Some 120 South Sudan immigrants deported from Israel landed Monday in the South Sudan capital Juba, with several saying they had come under pressure to leave and had been insulted.
The Israeli government announced the departure of the first charter flight on Sunday and said it would be carrying some 120 "illegal immigrants" who had agreed to be "voluntarily repatriated" back to South Sudan.
Those deported in the first wave of expulsions of tens of thousands of Africans were given around 1,000 euros ($1,250) per adult and 400 euros per child.
"They were telling us we have AIDS and that we are a disease. They were telling us a lot of bad things", said 30-year-old Mayuol Juac, who worked as a waiter in Eilat and Tel Aviv for five years.
"They say we are a disease, the cancer of Israel," Bol Duop, 25, who also worked in the hospitality sector for five years told AFP.
After being arrested three months ago and thrown in jail for a day on suspicion of being illegal, Juac had his visa confiscated and came under increasing pressure to leave.
"They took it from me and they said: 'You have just one week to leave, one week to leave the country!'"
"Those without papers they arrest them and put them in jail until their deportation. Then it is jail to the airport to Juba," Juac said.
However South Sudan's Minister of Humanitarian Affairs Joseph Lual Achuil insisted, "People are not being deported".
"We have agreed with the Israeli government for our people to be peacefully and voluntarily repatriated," he told reporters at Juba airport on Monday.
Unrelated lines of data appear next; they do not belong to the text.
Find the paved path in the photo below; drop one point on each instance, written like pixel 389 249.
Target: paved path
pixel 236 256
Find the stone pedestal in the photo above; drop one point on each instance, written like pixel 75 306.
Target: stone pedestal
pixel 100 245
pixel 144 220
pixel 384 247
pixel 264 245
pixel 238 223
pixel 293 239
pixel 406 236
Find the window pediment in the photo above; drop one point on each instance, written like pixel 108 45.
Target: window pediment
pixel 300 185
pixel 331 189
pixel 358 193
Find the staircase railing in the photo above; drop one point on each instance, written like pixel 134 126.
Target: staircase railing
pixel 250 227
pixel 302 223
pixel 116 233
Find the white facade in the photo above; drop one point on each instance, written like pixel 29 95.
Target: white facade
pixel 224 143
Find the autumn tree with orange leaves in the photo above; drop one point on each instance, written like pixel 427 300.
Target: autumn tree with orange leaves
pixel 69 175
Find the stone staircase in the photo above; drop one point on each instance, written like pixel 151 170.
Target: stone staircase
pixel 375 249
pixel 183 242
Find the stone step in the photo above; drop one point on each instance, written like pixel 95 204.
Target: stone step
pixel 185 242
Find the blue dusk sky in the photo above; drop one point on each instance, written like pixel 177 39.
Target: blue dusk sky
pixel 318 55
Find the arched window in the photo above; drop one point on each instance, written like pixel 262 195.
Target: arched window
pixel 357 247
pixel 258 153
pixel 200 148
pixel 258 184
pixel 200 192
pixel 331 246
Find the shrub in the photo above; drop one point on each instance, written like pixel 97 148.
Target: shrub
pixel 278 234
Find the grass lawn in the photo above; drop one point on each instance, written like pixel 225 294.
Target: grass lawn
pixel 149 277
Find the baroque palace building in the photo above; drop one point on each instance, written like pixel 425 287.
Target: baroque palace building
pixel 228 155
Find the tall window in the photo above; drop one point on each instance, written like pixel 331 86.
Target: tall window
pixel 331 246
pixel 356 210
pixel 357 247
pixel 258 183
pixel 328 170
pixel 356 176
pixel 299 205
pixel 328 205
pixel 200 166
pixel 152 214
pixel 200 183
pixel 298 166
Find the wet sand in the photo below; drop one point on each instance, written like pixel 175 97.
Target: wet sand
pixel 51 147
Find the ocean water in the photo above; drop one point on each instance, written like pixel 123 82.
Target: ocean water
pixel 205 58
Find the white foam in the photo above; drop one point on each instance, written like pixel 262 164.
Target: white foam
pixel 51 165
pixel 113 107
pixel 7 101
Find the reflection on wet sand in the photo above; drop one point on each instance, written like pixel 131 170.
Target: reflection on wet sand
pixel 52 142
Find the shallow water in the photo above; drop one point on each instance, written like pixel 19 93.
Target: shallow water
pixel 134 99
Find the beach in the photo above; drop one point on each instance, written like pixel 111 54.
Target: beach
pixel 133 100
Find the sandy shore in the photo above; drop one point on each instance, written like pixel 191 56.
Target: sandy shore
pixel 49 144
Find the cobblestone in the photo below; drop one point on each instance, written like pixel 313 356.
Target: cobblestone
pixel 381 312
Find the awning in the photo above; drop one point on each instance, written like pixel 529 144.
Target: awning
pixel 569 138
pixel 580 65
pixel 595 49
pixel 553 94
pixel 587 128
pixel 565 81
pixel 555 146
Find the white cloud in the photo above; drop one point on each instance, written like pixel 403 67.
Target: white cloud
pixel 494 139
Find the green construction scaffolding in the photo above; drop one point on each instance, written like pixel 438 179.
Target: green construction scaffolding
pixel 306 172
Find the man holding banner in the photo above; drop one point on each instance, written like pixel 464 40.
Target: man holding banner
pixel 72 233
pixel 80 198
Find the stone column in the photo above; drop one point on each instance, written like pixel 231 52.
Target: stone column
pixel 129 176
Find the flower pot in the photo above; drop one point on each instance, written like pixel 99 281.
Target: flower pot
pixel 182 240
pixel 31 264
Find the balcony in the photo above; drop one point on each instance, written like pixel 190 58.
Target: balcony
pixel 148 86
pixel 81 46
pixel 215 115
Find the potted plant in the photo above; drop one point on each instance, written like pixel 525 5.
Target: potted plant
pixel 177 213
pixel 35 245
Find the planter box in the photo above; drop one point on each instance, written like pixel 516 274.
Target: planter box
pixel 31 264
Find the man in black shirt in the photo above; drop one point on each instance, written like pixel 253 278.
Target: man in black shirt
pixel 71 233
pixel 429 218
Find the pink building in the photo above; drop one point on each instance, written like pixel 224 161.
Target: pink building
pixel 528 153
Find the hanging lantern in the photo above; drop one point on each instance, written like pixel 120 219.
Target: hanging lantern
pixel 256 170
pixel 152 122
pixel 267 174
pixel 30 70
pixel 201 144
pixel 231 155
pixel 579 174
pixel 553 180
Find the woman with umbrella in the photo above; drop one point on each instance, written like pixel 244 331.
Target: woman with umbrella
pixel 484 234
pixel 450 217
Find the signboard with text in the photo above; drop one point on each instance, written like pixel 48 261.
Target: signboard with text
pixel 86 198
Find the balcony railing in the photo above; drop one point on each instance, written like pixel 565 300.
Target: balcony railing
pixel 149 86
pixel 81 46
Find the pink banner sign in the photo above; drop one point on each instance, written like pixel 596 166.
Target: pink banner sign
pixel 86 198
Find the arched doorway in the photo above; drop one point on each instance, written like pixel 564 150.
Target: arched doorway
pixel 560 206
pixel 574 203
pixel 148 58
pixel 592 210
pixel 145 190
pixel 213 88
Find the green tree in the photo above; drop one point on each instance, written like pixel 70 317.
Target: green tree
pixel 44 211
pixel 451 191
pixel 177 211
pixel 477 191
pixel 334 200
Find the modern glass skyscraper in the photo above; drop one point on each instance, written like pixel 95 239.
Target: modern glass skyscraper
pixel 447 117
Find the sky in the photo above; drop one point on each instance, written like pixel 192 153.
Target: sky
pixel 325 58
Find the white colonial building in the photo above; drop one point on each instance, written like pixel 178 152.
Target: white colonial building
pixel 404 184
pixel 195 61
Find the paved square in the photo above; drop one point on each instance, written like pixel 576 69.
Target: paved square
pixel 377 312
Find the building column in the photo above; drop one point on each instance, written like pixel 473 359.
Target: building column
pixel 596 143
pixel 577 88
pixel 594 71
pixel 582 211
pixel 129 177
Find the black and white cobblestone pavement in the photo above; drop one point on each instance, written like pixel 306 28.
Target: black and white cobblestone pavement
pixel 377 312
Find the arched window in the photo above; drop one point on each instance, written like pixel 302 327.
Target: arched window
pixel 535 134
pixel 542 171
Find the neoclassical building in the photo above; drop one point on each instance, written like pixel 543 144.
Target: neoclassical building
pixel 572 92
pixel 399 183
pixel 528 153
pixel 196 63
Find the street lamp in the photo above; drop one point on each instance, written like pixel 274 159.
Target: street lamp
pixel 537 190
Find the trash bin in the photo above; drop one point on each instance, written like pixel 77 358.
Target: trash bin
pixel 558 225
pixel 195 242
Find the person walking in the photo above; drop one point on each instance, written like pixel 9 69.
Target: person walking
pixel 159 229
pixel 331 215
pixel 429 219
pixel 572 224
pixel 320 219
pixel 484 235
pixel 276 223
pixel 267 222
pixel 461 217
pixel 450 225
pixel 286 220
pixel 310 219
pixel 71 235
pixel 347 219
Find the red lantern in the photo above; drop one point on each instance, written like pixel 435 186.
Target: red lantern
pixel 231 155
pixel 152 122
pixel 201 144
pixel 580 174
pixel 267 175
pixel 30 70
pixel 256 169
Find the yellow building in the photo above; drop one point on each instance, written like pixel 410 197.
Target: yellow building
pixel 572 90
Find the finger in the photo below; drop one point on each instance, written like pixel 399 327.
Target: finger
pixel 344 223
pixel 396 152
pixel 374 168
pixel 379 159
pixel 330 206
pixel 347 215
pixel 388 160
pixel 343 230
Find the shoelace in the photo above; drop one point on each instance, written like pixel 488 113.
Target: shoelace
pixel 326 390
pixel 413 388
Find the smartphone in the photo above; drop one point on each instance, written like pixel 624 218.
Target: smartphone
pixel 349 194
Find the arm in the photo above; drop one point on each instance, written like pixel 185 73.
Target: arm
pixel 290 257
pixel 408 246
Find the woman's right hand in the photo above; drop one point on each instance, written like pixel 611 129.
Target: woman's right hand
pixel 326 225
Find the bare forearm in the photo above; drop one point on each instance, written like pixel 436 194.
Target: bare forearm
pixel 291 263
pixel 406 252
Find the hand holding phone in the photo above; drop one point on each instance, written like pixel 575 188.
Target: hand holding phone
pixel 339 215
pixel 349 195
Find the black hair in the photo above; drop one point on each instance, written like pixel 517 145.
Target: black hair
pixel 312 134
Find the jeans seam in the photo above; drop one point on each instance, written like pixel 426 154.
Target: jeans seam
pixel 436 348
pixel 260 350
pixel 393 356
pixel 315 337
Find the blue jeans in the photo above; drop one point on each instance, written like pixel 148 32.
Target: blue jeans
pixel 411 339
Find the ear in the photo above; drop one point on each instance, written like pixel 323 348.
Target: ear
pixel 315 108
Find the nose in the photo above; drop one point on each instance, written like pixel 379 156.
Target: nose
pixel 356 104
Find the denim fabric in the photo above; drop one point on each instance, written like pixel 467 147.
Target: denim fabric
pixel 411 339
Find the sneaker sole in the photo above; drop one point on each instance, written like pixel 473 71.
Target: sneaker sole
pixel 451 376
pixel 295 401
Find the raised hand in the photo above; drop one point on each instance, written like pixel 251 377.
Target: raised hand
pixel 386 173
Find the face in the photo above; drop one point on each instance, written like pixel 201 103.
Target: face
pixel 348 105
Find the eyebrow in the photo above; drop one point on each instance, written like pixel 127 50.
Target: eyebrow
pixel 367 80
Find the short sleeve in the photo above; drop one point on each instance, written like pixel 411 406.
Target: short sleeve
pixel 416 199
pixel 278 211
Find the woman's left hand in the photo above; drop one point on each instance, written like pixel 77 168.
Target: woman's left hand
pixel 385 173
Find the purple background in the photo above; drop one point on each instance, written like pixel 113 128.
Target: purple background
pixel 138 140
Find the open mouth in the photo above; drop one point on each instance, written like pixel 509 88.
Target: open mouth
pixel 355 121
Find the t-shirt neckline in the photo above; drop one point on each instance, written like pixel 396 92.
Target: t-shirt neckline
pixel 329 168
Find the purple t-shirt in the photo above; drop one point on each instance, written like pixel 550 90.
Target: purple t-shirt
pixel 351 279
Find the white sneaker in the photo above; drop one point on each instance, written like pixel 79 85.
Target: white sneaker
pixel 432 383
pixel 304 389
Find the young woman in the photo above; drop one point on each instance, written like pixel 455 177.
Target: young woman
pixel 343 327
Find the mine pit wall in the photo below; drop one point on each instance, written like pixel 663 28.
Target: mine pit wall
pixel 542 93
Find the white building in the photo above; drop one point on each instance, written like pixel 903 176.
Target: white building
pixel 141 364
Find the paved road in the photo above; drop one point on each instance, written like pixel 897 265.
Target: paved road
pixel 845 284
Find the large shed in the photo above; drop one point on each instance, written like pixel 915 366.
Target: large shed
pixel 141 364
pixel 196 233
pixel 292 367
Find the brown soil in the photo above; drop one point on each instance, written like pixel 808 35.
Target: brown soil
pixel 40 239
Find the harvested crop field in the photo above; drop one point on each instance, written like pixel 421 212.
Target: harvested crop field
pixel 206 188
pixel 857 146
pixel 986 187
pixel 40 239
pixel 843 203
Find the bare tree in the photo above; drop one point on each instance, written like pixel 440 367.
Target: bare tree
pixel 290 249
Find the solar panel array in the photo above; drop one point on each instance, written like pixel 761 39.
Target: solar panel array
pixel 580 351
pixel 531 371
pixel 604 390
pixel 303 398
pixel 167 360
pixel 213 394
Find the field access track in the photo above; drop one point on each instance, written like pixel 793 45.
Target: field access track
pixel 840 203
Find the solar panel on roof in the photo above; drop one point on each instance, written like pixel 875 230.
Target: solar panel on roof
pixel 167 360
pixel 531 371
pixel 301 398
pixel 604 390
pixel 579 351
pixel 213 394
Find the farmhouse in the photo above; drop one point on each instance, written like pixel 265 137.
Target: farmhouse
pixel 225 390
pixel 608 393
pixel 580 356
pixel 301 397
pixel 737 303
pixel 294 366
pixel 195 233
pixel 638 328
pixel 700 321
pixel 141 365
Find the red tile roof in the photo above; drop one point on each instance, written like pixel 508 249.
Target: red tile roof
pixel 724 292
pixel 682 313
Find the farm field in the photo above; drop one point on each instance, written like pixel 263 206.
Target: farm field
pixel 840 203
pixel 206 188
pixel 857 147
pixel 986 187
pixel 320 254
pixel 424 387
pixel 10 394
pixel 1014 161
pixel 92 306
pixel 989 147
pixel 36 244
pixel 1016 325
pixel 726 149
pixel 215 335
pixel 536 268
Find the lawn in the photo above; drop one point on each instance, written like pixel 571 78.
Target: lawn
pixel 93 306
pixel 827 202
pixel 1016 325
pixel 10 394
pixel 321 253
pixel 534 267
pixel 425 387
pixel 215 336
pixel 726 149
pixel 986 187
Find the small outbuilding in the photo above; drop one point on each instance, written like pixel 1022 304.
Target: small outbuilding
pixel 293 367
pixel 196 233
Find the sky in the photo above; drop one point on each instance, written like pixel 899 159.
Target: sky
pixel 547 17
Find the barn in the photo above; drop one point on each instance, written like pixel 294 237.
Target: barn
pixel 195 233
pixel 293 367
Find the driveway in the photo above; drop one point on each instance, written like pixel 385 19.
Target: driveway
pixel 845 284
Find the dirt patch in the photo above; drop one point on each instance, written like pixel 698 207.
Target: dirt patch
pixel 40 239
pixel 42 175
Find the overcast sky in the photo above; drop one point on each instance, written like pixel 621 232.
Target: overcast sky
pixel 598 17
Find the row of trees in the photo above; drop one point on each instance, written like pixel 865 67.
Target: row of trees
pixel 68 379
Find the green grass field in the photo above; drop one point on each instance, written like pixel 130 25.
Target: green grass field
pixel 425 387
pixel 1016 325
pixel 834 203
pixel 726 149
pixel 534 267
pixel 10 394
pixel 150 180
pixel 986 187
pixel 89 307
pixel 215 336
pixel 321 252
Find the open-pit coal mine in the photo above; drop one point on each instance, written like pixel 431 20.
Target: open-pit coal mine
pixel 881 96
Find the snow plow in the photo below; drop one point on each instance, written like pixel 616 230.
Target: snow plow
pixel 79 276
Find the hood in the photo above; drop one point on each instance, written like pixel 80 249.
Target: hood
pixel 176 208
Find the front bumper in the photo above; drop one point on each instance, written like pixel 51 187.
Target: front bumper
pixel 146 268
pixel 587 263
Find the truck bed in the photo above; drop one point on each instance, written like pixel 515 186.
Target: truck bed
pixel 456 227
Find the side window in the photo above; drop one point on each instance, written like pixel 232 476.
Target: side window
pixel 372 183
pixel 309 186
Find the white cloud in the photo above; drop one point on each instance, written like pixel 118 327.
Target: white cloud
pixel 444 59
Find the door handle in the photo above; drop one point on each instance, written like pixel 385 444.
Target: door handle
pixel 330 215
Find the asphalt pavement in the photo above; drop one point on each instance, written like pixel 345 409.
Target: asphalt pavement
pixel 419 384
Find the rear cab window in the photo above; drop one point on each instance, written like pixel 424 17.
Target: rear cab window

South Sudan maintains good relations with Israel.
The links date back to the decades of civil war that pitted the South against the Khartoum government, dominated by Arab Muslims. South Sudan, peopled mainly by black Christians, proclaimed independence on July 9.
The deportees, who were interviewed before leaving Israel by representatives of South Sudan who wanted to check their nationality, for the most part said they were happy to be back home, even those who said they had been forcibly returned.
"Now I am happy I come back to my country. I see of course the country needs a lot of work. I don't see any progress [since independence], but we are to make the progress," Juac said. "We took independence to stay in it, not run away from it."
Bol Duop for his part is, for the first time in 15 years, heading back to his hometown of Akobo, in a far-flung corner of Jonglei, a state that was hit by a string of tit-for-tat cattle raids that left hundreds dead earlier this year.
"Now I come back, and I know nothing about Jonglei, nothing about Akobo. I heard about all the problems there, but I'll try it," he said.
Israel's interior ministry estimates there are more than 60,000 African immigrants -- mainly from Sudan, South Sudan and Eritrea -- in the country illegally. In May a protest against African immigrants degenerated into violence in the southern districts of Tel Aviv.